El mete gol entra es insólito, porque como nadie pierde, a nadie le importa que le metan los goles, sólo nos importa hacerlos. Los brazos en jarra, la gallina con el pincho para arriba, moviéndose apenas por una árida ventisca salteña. Lo miro a mi hermano que se agazapa desafiante. Aplaude, está decidido a que ésta vez, no se lo haga. No le importa quedarse en el arco porque eso perpetuaría el juego hasta transformarlo en uno nuevo. Aplaude otra vez y me agita. Yo largo todo el aire que tengo en un suspiro, es una especie de fa, de pa, y de uf. Miro al cielo como si Dios estuviera. Y arranco con pasitos cortos primero. Mi hermano se balancea. María, la veterana dueña del patio donde cae la pelota cuando el partido se pica, observa desde arriba del muro como una plateísta.

En este pedacito de tierra fértil se crió mamá y toda la prole, y en todo el resto del barrio que era campo, que ahora son caseríos altos, que zafan del arroyo desbordado en invierno; a unas cuadritas de la cancha del Ceibal donde gurises sueñan, del Parque Arriague donde gurises sueñan, de la bajadita para la bici sin frenos donde gurises sueñan con volar.

La abuela sale a la puerta con el repasador colgando del hombro. Espanta unas moscas abombadas por el calor y nos pega el grito, acentuando las eses que me voy a comer toda la vida. Se acomoda las motas en la red mientras los penales siguen. Dice que se enfría. Come un pedazo de galleta y mastica como apretando los labios. Las migas son lo más rico. Un penal más, abuela. La abuela se pone a hablar con la plateísta que ahora cuelga la ropa. La pelota pega en el alcornoque y va a parar al patio de la vecina otra vez. María la alcanza, no le importa. No es de las vecinas ortivas que amenazan con apuñalar la guinda que es como el mundo. Eso suena como el silbato de un árbitro que no existe porque nada tendría que hacer acá. Los comentarios sobre el partido empiezan después del primer sorbo de caribeño de coca cola con agua con gas. Un elíxir. Hay canelones y hay panqueques. El sol se prende al dolmenit. Los negritos a la mesa y la abuela en la vuelta. No habrá siesta porque el partido no para en los vientres. Salvo que la abuela lo pida, que nos tiremos con ella, un ratito, custodiados por San Jorge, por Jesús y por la Virgen María.

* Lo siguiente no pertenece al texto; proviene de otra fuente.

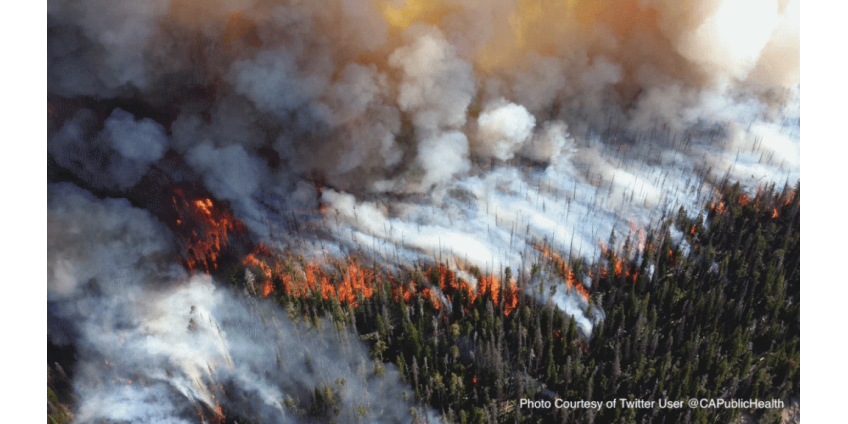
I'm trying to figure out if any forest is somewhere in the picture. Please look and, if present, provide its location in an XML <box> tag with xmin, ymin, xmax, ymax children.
<box><xmin>48</xmin><ymin>183</ymin><xmax>800</xmax><ymax>424</ymax></box>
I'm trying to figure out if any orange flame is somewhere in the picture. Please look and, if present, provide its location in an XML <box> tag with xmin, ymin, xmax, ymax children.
<box><xmin>532</xmin><ymin>240</ymin><xmax>588</xmax><ymax>300</ymax></box>
<box><xmin>171</xmin><ymin>189</ymin><xmax>245</xmax><ymax>274</ymax></box>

Cuando tenga 15, mamá va a regalarme unos botines plateados que serán furor en el vestuario. Desde que Jay Jay Okocha se puso los verdes en el 94, no dejaron de aparecer zapatos de colores hasta casi extinguir el cuero negro que papá me lustraba con grasa del asado antes de los partidos. Hasta que aprendí a hacerlo solo, y también con betún, un tarro grande con un trapito donde estaban los zapatos de papá, los otros, los de ir a la escuela, los que aparecen donde termina la túnica, los que aguantan la Vespa en los semáforos. Cuando mi mamá tenía 15, la misma edad que yo cuando ella me regaló los botines plateados, limpiaba una casa de pudientes en el centro de Salto para morfar, para estudiar, para ir a un tardío dentista. Mis dientes, ahora, estos que tararean lo que escribo, se fueron desordenando pero están fuertes para cuando duele el pelotazo. Me los cuidó la vieja, por aquello de lo tardío, porque sabía que iba a reír toda la vida, parecido a la Tía Martha. Hay uno en particular que está como a la vanguardia del resto, es el primero que muerde.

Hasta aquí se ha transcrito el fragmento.